Humans Closer To Finding Life On Other Worlds? Studies Narrow Down The Search
Are we getting closer to finding complex life on other planets? Recent studies have been narrowing down the places in the universe where life could be thriving.
Axial Tilt
Last year, Georgia Institute of Technology researchers used simulations to find out and analyze Kepler-186f and Kepler-62f’s spin axis dynamics. This is because a planet’s axial tilt is a significant factor in its habitability. One with a stable axial tilt also likely has a stable climate and changing seasons.
To understand Kepler-186f’s axial tilt better, researchers had a look at the relationship between Earth and Mars, two planets that strongly interact with each other but have vastly different axial tilts. Specifically, compared to Earth’s mild axial tilt that goes between 22.1 and 24.5 degrees, Mars’s unstable axial tilt varies from 0 to 60 degrees.
This is because, despite the strong interaction between the two, an interaction that should make both axial tilts wobbly and unstable, the Earth’s moon keeps its axial tilt steady and therefore hospitable to life. On the other hand, the interaction has kept Mars’s axial tilt unstable, making it a perfect example of how a planet can become an inhospitable planet because of its unstable axial tilt even if it is in its solar system’s habitable zone.

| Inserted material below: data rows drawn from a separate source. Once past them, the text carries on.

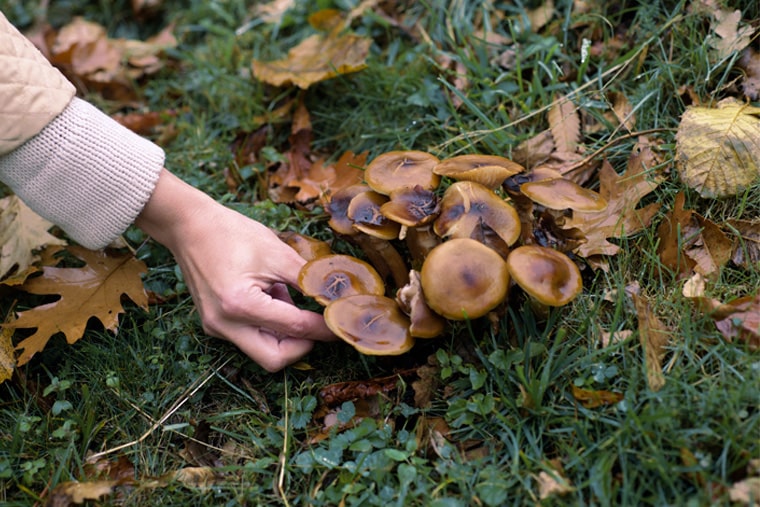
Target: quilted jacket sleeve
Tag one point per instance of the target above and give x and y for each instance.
(67, 160)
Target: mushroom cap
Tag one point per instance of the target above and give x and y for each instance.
(411, 206)
(337, 208)
(424, 323)
(338, 276)
(464, 279)
(364, 212)
(488, 170)
(467, 205)
(374, 325)
(307, 247)
(561, 193)
(398, 169)
(548, 275)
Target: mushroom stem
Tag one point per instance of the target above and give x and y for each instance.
(384, 257)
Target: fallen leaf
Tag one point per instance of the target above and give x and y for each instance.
(74, 492)
(317, 58)
(22, 231)
(718, 149)
(94, 290)
(592, 399)
(621, 218)
(565, 125)
(654, 337)
(691, 243)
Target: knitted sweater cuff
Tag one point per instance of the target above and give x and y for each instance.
(86, 173)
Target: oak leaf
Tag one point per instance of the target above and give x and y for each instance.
(317, 58)
(93, 290)
(22, 231)
(718, 149)
(621, 218)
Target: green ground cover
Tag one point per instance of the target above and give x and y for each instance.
(503, 394)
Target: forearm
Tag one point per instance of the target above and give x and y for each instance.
(85, 173)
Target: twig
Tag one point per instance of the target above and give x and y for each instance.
(189, 393)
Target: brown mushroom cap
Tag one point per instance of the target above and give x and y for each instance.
(374, 325)
(424, 323)
(488, 170)
(337, 276)
(561, 193)
(398, 169)
(337, 208)
(467, 205)
(464, 279)
(364, 211)
(548, 275)
(411, 206)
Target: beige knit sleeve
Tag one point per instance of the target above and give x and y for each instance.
(85, 173)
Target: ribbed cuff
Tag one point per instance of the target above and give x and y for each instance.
(86, 173)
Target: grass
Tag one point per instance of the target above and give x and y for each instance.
(505, 396)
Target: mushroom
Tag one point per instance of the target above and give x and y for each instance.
(424, 323)
(337, 276)
(415, 209)
(398, 169)
(374, 325)
(381, 254)
(547, 275)
(307, 247)
(488, 170)
(464, 279)
(561, 194)
(467, 206)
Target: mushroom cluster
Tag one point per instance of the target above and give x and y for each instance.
(462, 240)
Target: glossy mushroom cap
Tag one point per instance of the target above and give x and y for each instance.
(337, 276)
(424, 323)
(467, 205)
(398, 169)
(373, 325)
(464, 279)
(547, 275)
(488, 170)
(364, 212)
(561, 193)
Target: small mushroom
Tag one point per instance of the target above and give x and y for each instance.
(307, 247)
(424, 323)
(561, 194)
(464, 279)
(547, 275)
(467, 205)
(338, 276)
(488, 170)
(398, 169)
(374, 325)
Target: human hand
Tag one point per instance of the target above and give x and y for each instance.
(237, 271)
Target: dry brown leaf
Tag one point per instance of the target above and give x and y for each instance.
(317, 58)
(565, 125)
(621, 217)
(654, 337)
(747, 250)
(22, 231)
(94, 290)
(592, 399)
(718, 149)
(73, 492)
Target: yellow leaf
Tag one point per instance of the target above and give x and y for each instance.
(718, 149)
(21, 232)
(317, 58)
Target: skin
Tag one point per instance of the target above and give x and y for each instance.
(237, 271)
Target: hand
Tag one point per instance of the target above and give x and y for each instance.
(237, 271)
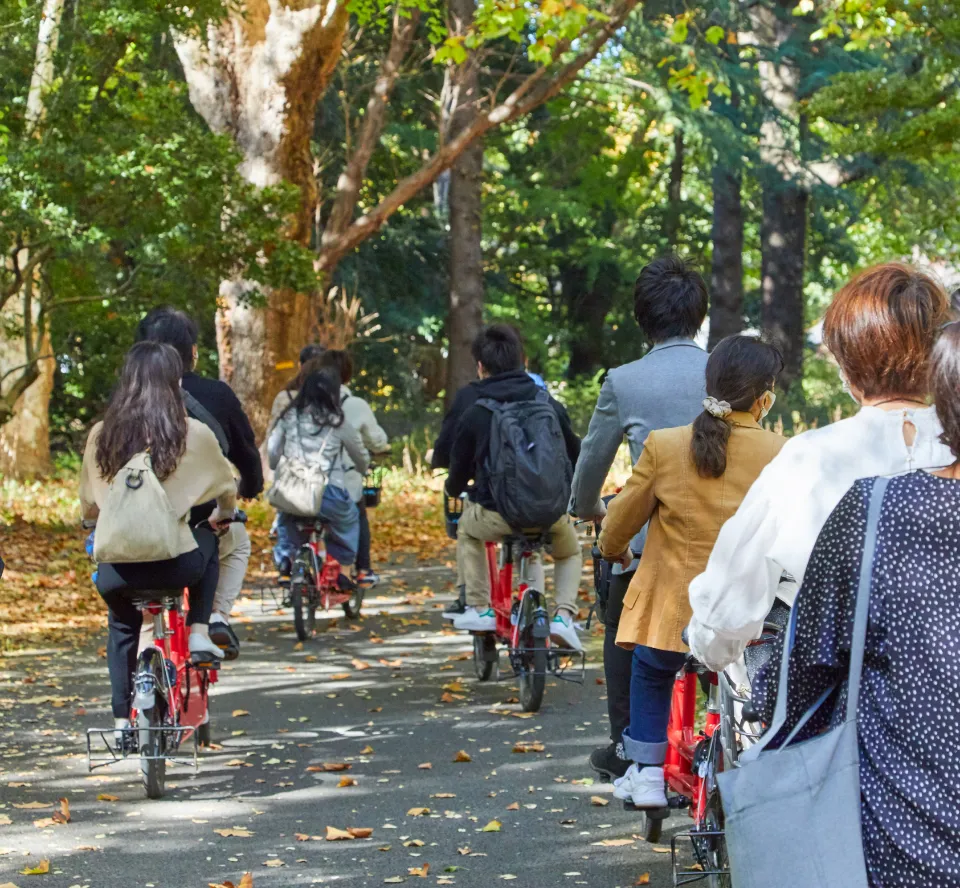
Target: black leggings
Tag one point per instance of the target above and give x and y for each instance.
(118, 584)
(363, 551)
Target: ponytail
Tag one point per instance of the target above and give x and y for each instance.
(740, 369)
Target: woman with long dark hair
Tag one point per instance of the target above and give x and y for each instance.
(313, 431)
(687, 482)
(146, 416)
(909, 690)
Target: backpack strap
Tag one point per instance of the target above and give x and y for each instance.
(199, 412)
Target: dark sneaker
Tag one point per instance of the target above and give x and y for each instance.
(609, 761)
(457, 606)
(223, 636)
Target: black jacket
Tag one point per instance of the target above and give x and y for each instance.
(471, 434)
(223, 404)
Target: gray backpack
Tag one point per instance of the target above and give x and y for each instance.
(527, 465)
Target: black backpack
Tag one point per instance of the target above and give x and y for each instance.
(529, 472)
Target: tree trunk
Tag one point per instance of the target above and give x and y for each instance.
(672, 219)
(25, 438)
(726, 271)
(465, 314)
(258, 77)
(785, 189)
(783, 247)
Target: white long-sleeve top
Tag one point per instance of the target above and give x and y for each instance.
(774, 530)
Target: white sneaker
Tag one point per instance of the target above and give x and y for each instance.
(644, 788)
(562, 628)
(202, 648)
(473, 620)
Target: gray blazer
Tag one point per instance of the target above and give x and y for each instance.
(663, 390)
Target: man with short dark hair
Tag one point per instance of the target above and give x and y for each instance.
(213, 403)
(664, 389)
(498, 352)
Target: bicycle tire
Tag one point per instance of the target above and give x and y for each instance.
(352, 608)
(483, 664)
(296, 603)
(153, 769)
(533, 674)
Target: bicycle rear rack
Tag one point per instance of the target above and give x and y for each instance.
(107, 737)
(686, 875)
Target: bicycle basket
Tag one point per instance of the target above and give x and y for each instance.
(373, 486)
(452, 510)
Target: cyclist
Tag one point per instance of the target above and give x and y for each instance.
(907, 708)
(880, 328)
(146, 414)
(359, 414)
(662, 390)
(312, 430)
(685, 483)
(498, 352)
(310, 356)
(213, 403)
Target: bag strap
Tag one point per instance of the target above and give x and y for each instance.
(198, 411)
(857, 646)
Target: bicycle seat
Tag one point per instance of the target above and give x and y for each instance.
(307, 524)
(143, 598)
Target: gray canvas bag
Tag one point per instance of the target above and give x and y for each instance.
(793, 813)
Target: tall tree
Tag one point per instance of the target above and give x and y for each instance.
(258, 77)
(465, 313)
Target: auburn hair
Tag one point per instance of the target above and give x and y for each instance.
(881, 327)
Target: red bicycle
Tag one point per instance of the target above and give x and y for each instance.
(523, 623)
(318, 582)
(171, 693)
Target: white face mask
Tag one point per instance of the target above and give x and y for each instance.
(765, 410)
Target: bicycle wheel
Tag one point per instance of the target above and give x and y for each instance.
(153, 767)
(351, 608)
(484, 655)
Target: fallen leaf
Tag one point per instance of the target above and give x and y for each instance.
(339, 835)
(360, 832)
(41, 869)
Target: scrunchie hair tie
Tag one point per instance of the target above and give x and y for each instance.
(719, 409)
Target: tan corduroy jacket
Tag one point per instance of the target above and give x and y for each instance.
(685, 513)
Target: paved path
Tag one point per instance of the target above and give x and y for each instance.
(392, 696)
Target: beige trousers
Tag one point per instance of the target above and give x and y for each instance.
(479, 525)
(235, 552)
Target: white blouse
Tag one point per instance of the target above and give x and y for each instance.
(774, 530)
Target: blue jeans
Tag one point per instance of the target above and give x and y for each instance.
(651, 691)
(343, 531)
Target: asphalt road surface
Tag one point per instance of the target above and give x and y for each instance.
(392, 696)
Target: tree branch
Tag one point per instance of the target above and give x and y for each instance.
(538, 88)
(374, 118)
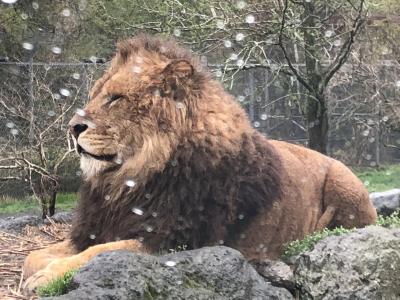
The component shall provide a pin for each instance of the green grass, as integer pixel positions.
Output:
(58, 286)
(65, 201)
(381, 179)
(309, 241)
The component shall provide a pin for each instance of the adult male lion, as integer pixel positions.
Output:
(169, 158)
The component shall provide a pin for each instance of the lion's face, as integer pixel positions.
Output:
(132, 113)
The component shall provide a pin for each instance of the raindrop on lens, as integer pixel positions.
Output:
(130, 183)
(170, 263)
(136, 69)
(220, 24)
(241, 98)
(27, 46)
(137, 211)
(227, 43)
(56, 50)
(65, 92)
(240, 4)
(80, 112)
(66, 12)
(250, 19)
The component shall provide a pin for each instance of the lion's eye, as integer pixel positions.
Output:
(113, 97)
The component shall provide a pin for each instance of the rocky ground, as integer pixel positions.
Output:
(363, 264)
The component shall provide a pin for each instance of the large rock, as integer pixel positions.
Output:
(364, 264)
(386, 202)
(206, 273)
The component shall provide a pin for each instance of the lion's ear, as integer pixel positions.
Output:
(178, 70)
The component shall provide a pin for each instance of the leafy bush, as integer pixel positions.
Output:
(58, 286)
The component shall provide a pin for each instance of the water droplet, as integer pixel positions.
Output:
(240, 4)
(329, 33)
(227, 43)
(136, 69)
(80, 112)
(76, 76)
(27, 46)
(66, 12)
(130, 183)
(137, 211)
(240, 62)
(56, 50)
(250, 19)
(337, 43)
(65, 92)
(233, 56)
(220, 24)
(170, 263)
(218, 73)
(239, 37)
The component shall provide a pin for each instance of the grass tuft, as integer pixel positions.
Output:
(380, 179)
(58, 286)
(299, 246)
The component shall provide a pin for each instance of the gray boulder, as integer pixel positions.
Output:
(386, 202)
(364, 264)
(206, 273)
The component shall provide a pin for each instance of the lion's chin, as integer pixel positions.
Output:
(92, 167)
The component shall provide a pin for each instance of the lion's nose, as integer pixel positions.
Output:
(77, 126)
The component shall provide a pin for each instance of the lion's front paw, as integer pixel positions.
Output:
(38, 279)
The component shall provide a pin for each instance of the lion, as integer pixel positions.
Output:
(171, 159)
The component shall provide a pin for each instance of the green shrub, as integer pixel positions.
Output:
(309, 241)
(58, 286)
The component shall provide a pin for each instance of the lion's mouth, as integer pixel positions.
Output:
(105, 157)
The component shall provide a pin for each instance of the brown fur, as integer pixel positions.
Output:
(203, 175)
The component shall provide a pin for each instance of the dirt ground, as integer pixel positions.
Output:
(14, 247)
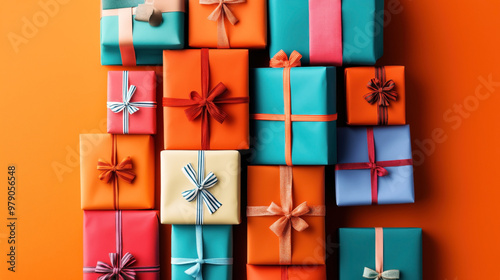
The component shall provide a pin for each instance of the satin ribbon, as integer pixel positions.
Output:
(289, 217)
(110, 172)
(195, 270)
(381, 93)
(201, 185)
(207, 104)
(379, 272)
(121, 266)
(377, 168)
(218, 15)
(280, 60)
(126, 105)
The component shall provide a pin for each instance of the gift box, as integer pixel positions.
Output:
(385, 253)
(135, 32)
(293, 113)
(228, 24)
(285, 272)
(131, 102)
(202, 252)
(119, 244)
(375, 166)
(375, 95)
(285, 210)
(117, 171)
(200, 187)
(206, 99)
(328, 32)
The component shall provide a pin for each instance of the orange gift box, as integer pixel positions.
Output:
(209, 117)
(375, 95)
(267, 215)
(117, 171)
(284, 272)
(211, 26)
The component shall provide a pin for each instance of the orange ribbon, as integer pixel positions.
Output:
(218, 15)
(289, 218)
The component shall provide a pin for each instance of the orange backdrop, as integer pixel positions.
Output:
(53, 88)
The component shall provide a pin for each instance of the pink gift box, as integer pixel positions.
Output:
(138, 114)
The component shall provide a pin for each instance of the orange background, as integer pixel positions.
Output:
(54, 88)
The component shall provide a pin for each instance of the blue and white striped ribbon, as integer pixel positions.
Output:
(201, 184)
(126, 106)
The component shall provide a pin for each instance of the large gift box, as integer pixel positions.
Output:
(206, 99)
(200, 187)
(293, 113)
(228, 24)
(202, 252)
(135, 32)
(117, 171)
(285, 210)
(328, 32)
(375, 166)
(131, 102)
(375, 95)
(286, 272)
(380, 253)
(120, 245)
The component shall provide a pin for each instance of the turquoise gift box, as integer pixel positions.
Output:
(119, 29)
(210, 243)
(313, 94)
(401, 250)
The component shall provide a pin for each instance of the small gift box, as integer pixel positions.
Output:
(228, 24)
(286, 272)
(375, 95)
(293, 113)
(328, 32)
(380, 253)
(131, 102)
(206, 99)
(200, 187)
(135, 32)
(121, 245)
(286, 209)
(117, 171)
(202, 252)
(375, 166)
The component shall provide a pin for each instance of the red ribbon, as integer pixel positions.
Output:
(376, 167)
(207, 104)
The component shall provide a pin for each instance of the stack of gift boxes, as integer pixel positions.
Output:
(213, 104)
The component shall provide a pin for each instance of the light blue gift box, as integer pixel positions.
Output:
(353, 187)
(149, 41)
(313, 92)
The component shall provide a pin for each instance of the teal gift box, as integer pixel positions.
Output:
(129, 42)
(399, 253)
(202, 252)
(312, 136)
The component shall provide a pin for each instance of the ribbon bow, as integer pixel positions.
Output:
(119, 269)
(388, 274)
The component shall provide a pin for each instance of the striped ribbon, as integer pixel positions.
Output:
(201, 184)
(195, 270)
(126, 106)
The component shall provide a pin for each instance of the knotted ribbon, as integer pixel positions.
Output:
(381, 92)
(289, 217)
(201, 185)
(126, 105)
(195, 270)
(110, 172)
(280, 60)
(207, 104)
(379, 272)
(218, 15)
(377, 168)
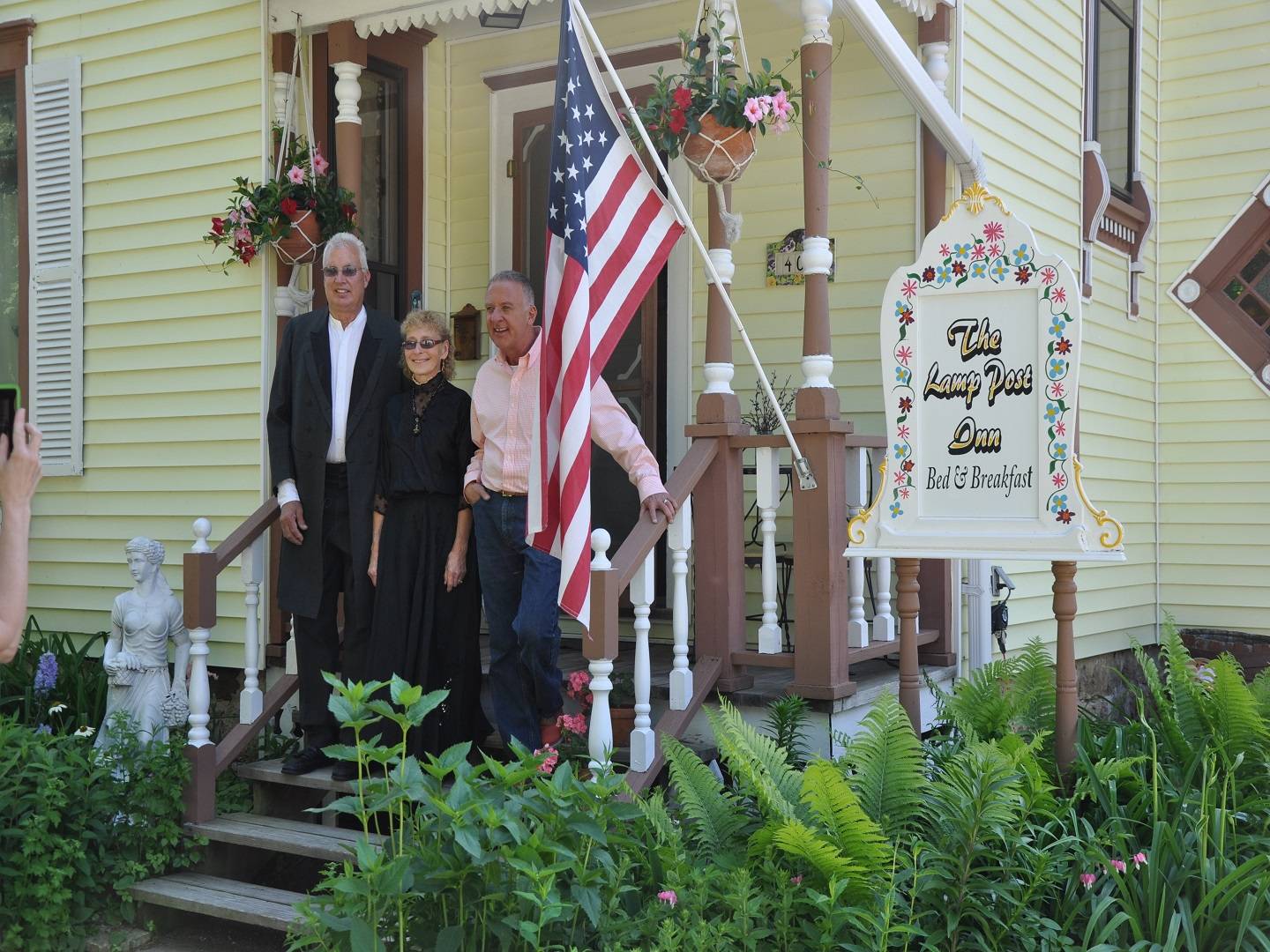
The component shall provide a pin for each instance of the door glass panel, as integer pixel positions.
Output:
(383, 187)
(9, 250)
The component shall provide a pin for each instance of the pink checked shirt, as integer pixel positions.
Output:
(504, 417)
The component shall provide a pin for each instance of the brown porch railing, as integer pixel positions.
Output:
(202, 566)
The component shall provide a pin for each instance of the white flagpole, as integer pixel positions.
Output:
(805, 478)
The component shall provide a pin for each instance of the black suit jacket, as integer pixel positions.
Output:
(300, 426)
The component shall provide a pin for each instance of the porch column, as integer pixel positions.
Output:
(347, 60)
(938, 588)
(820, 573)
(907, 606)
(1065, 666)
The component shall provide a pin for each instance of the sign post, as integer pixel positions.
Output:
(981, 351)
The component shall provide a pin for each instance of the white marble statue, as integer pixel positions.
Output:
(136, 655)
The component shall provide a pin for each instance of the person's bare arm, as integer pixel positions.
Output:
(19, 475)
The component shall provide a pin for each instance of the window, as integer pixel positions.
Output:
(1116, 207)
(1229, 288)
(1116, 94)
(13, 240)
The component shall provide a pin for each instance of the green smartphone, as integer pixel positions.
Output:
(11, 398)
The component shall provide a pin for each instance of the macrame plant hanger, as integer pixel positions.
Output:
(718, 9)
(288, 132)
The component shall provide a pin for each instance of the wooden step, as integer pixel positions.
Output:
(271, 772)
(222, 899)
(294, 837)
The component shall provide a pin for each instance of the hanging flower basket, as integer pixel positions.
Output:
(719, 153)
(303, 242)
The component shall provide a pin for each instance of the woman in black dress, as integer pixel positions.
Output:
(427, 599)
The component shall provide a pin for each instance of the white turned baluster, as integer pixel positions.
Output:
(857, 490)
(884, 622)
(767, 469)
(199, 689)
(643, 740)
(251, 700)
(600, 736)
(678, 539)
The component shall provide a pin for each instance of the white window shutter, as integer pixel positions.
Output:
(55, 207)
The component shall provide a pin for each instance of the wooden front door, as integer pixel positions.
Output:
(637, 371)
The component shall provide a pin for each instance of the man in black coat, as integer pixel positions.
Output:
(337, 366)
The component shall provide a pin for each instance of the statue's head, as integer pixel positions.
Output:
(145, 556)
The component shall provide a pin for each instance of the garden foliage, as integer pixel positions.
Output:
(1157, 839)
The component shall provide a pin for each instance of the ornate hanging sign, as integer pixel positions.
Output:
(981, 349)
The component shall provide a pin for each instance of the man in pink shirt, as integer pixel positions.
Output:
(519, 585)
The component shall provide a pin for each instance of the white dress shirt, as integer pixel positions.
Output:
(344, 343)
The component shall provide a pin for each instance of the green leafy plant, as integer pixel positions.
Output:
(678, 101)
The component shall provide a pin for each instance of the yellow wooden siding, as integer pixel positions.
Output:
(1213, 418)
(172, 346)
(1025, 112)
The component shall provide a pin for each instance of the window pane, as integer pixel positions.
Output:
(1116, 79)
(1254, 309)
(9, 251)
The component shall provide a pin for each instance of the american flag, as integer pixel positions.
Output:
(609, 234)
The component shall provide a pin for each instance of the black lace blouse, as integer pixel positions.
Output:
(426, 442)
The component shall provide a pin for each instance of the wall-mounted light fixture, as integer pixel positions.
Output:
(503, 19)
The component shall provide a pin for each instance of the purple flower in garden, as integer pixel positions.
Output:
(46, 673)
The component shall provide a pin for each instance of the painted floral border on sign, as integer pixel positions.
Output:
(986, 258)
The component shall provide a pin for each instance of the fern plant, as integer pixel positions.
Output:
(884, 767)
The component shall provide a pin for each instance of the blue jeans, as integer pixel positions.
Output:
(519, 587)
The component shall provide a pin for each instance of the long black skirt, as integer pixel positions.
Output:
(426, 635)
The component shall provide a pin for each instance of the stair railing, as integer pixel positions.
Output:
(202, 566)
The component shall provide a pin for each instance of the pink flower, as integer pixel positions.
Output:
(553, 758)
(781, 104)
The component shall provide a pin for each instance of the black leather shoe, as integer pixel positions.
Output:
(344, 770)
(305, 762)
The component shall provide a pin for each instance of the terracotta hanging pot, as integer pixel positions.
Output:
(718, 153)
(302, 242)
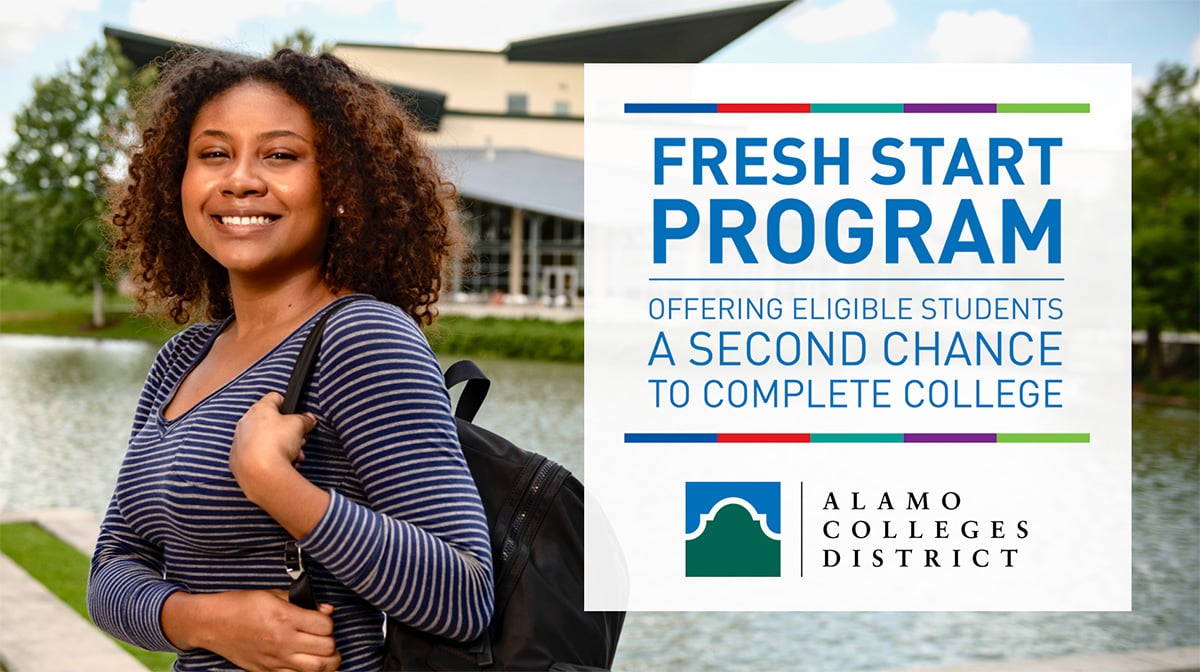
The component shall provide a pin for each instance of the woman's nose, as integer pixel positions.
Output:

Interestingly, the researchers found that Kepler-186f’s axial tilt is actually rather stable, much like Earth’s, and they believe the same could be true for Kepler-62f as well possibly because of the interaction between the two is not as strong compared to Earth and Mars.
That said, there are still many things not known about the two exoplanets to determine whether they are truly hospitable to complex life.
Complex Life
Looking further into potentially habitable planets by determining their axial tilts, researchers of a new study, including the lead of the 2018 research, Gongjie Li, focused on binary star systems since 50 percent of stars have binary companion stars.
Although the search was not very hopeful when researchers looked at the so-called Goldilocks zone of neighbor binary star system Alpha Centauri B, which is only four lightyears away, they expanded to a more universal scope and concluded that 87 percent of exo-Earths in binary systems likely have axial tilts similar to Earth’s.
Simply put, although researchers did not find ideal axial tilts in the planets in our neighbor binary system, the optimistic news is that there are likely many others with Earth-like axial tilts, which means that scientists have a better idea of where to look for potentially habitable planets.
Only recently, another team of researchers also helped narrow down the search for habitable planets by this time taking a planet’s photochemistry into consideration. In the study, researchers determined that the planets around active stars that emit larger doses of radiation are more likely to lose water than those around calmer stars, while planets with thin ozone layers are also not ideal because of the high concentrations of radiation reaching the surface.
Fortunately, we now have specialized telescopes that can detect water vapor and ozone layers of planets, narrowing the search so scientists will know where best to look.
There is no saying when humans will finally find signs of complex life on other planets, but the information provided by these studies help narrow down the search for other habitable planets in a vast universe.